Event
Mathematical Biology seminar: "Making Bayesian phylogenetics like training a neural network"
Erick Matsen (Fred Hutchinson Cancer Research Center)
Bayesian posterior distributions on phylogenetic trees remain difficult to sample despite decades of effort. The complex discrete and continuous model structure of trees means that recent inference methods developed for Euclidean space are not easily applicable to the phylogenetic case. Thus, we are left with random-walk Markov Chain Monte Carlo (MCMC) with uninformed tree modification proposals; these traverse tree space slowly because phylogenetic posteriors are concentrated on a small fraction of the very many possible trees.
In this talk, I will describe our wild adventure developing efficient alternatives to random-walk MCMC, which has concluded successfully with the development of a variational Bayes formulation of Bayesian phylogenetics. This formulation leverages a "factorization" of phylogenetic posterior distributions that we show is rich enough to capture the shape of posteriors inferred from real data.

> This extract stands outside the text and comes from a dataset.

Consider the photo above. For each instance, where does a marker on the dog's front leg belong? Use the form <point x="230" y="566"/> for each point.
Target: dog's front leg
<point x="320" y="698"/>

Our proof-of-concept implementation of variational inference using this method gives very promising results, and I will describe our ongoing efforts to develop an efficient implementation that integrates with modern modeling frameworks.
This line of work was started by Cheng Zhang (now faculty at Peking University) when he was in my group; ongoing work is by Michael Karcher, Seong-Hwan Jun, Andy Magee, and Mathieu Fourment (University of Tech, Sydney).